People Are Silently Dying for Big Money

Judie Brown
January 17, 2012
Reproduced with Permission

The politically approved scientific use of human embryonic stem cells (hESC) for research and experimentation has plagued our quest for recognition of intrinsic human rights ever since the first such experiment became public in 1993. In 1998, a University of Wisconsin press release touted a discovery by UW researcher James Thomson and stated, "The dream of one day being able to grow in the laboratory an unlimited amount of human tissues for transplantation is one step closer to reality."

This UW announcement did not admit the fact that embryonic children would have to die in order for such dreams to become reality.
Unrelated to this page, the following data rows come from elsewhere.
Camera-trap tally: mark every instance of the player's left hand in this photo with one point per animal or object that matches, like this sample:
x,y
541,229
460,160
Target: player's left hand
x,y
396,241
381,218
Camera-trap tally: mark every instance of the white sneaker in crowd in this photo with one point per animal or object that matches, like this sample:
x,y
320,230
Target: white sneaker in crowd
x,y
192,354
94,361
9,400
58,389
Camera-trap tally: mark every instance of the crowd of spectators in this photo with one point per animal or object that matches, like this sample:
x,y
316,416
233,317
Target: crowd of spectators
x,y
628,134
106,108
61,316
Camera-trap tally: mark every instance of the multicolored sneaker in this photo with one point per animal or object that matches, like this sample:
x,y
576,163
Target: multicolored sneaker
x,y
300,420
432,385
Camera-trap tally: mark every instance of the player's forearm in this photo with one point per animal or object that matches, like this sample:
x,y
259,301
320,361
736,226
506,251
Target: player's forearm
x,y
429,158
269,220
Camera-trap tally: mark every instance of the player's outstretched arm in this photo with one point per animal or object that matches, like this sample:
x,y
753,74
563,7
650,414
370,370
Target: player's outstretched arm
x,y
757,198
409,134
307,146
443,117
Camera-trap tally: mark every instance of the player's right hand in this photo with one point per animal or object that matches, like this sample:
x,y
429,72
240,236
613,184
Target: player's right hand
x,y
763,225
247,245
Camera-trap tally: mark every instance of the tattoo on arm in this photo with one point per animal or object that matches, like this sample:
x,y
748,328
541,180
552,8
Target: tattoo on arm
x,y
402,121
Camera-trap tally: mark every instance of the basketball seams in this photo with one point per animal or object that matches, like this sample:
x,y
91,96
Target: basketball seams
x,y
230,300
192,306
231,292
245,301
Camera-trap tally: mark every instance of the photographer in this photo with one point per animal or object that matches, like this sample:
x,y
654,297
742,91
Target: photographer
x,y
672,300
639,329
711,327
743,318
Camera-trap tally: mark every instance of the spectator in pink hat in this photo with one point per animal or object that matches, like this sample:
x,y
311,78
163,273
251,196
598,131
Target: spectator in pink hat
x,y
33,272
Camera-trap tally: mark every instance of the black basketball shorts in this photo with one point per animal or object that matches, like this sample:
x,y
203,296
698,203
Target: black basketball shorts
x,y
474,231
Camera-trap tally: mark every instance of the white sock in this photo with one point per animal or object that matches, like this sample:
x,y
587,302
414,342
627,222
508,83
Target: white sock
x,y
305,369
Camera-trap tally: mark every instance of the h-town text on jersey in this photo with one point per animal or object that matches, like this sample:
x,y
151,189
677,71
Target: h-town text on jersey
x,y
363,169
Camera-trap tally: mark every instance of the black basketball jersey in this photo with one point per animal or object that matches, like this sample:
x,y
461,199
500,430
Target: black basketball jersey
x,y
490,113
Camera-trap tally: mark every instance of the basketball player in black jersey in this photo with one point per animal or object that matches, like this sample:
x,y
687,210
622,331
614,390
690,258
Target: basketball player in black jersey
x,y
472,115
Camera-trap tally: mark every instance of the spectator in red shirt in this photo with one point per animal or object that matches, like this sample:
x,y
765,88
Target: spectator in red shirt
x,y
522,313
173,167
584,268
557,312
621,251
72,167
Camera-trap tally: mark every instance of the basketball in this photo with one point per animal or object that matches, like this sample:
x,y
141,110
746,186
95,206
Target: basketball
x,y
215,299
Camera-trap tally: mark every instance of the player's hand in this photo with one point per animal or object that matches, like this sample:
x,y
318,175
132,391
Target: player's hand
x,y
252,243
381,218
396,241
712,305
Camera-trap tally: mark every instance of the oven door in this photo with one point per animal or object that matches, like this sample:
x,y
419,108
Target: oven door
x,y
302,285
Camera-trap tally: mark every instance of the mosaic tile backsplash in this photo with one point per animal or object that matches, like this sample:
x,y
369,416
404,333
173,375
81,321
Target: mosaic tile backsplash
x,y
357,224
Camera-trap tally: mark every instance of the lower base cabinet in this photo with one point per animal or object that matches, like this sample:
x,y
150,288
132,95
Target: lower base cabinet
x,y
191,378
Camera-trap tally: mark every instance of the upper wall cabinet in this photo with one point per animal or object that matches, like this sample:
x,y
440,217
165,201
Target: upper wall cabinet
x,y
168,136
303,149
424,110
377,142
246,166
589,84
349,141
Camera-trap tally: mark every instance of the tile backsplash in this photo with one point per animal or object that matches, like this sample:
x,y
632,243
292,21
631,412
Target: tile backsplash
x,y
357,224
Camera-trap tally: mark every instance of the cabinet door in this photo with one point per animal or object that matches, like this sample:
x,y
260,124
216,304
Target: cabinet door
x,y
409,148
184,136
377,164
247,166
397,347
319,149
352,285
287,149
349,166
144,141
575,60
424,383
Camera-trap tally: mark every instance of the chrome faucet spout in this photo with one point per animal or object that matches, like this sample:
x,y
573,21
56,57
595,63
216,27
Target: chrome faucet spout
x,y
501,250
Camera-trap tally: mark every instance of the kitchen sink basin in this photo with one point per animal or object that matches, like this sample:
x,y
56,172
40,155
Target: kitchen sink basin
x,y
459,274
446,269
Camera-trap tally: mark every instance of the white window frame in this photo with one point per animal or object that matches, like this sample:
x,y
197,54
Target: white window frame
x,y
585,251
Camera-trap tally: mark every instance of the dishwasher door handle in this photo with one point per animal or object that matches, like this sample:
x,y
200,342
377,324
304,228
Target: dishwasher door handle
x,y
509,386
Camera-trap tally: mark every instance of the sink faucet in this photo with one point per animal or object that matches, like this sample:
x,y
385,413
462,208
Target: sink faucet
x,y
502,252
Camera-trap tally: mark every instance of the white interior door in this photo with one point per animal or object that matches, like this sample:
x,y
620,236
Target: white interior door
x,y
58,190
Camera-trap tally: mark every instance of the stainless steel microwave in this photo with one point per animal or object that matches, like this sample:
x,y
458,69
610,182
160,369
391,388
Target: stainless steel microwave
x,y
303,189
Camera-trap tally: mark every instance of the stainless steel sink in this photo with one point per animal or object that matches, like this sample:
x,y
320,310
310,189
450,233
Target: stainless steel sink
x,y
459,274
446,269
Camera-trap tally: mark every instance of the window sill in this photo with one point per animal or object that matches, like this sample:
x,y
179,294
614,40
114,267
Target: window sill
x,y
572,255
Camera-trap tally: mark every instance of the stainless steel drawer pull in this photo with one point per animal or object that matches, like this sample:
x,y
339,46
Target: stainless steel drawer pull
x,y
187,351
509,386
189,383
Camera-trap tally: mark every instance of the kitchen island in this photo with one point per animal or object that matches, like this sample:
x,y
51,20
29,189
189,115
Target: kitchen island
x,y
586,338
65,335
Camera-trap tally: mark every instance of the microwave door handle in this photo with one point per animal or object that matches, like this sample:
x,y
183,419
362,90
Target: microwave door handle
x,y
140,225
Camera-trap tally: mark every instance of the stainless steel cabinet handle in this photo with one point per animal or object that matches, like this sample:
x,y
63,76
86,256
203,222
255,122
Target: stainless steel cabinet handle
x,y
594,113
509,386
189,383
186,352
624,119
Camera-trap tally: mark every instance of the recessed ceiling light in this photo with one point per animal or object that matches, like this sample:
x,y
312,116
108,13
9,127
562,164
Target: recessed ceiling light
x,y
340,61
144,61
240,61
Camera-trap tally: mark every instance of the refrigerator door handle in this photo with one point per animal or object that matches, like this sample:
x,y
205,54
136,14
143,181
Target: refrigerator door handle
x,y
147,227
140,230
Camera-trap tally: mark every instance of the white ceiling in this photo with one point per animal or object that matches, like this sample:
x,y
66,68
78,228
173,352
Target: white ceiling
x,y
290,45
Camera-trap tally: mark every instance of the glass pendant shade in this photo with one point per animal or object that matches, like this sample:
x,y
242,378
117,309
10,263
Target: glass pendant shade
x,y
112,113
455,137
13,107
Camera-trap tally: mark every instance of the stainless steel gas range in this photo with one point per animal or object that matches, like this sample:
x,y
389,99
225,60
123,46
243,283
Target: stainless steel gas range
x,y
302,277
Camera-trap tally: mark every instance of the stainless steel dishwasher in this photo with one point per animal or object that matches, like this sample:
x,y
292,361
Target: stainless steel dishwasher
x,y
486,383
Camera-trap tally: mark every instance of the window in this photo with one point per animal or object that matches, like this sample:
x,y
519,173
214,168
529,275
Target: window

Science now admits that hESC research suffers from still-unresolved serious genetic errors and other scientific problems (see endnotes #13-17 on that site), that not one patient has been cured of anything, and that the major clinical trial by Geron was recently abruptly halted mid-course.

The underlying practice that led to Thomson's work is in vitro fertilization (IVF). IVF clinics and research laboratories eventually had to confront the question of what to do with unused, unwanted embryonic children. Among the answers was the "donation" of unused human embryos to research with the caveat that the woman give "informed consent" after being deceptively advised that what she was donating was just a "pre-embryo," - just a "ball of cells" or "tissues."

At no point did any clinician or researcher committed to the destructive work ever admit that, in fact, his/her research material consisted of human beings who had been killed for the purpose of his research or therapies. The false promises emanating from the biotech industry that propelled the research purportedly for "infertility treatments" and "curing vulnerable patients of diseases" have always been about money, not the relief of human suffering.

Just last week the Obama administration announced even more taxpayer dollars for the ghoulish practice. During the same week, the science journal Nature published an interesting analysis of stem cell companies and the dubious quest of one such company in particular - ACT (Advanced Cell Technology). The web of intrigue that holds these companies together is certainly fascinating and exposes the variance between reality and what the public is being told.

For example ACT's chairman, Gary Rabin, an investment banker who has been on ACT's board since 2007, has uttered nothing but optimism as the company moves forward with its research using human embryonic stem cells transformed into retinal pigmented epithelial (RPE) cells with the hope of someday treating macular degeneration.

Rabin reports that the first clinical trials began in July 2011 at the University of California's Jules Stein Eye Institute (JSEI), and are being conducted by Dr. Steven Schwartz of JSEI and overseen by ACT's chief scientific officer Dr. Robert Lanza. "Each patient has received an injection of 50,000 hESC-derived RPE cells in one eye. Both trials will involve twelve patients, and are designed to evaluate the safety and tolerability of the injected RPE cells. Based on the results of the first patient in each study, we are authorized by the Data and Safety Monitoring Board (DSMB) to move forward with the next two patients in the studies, each of whom will also be treated with 50,000 RPE cells."

Rabin's celebratory comments and the facts pertinent to these trials never get around to pointing out that, in order for such trials to be conducted, embryonic human beings must be killed. There is no other way for such trials to move ahead. Nor is it usually pointed out that clinical trials run by these researchers can decide to shut down a trial in the middle of it, leaving the patients enrolled in that trial basically abandoned after receiving hESC injections.

This is why it is only fair to say that there is nothing truly ethical about any of this work. In natural law ethics, the "good" must fall back to each and every member of the human society - not just to some (see endnote #22 on this site).

Speaking of ethics, one of ACT's bioethicists is ex-Catholic nun Carol Tauer whose views have been at odds with Catholic teaching for some years. For example, Tauer recently promoted reproductive cloning and other practices which are in direct conflict with the Church.

Further, as Nature reports, Ronald Green, who is another of ACT's bioethics advisers and a professor of religion and ethics at Dartmouth College in Hanover, New Hampshire, has a history of endorsing not only hESCR but fetal tissue transplantation as well.

The underlying problem with such research, whether taxpayer funded or otherwise, is that human beings, both preborn and born, are dying and nobody in a position of authority within the political or business community is pointing out this fact. Human beings have become mere commodities and nothing more.

Can such cruel deception continue unabated?

Who will speak out in defense of innocent human persons?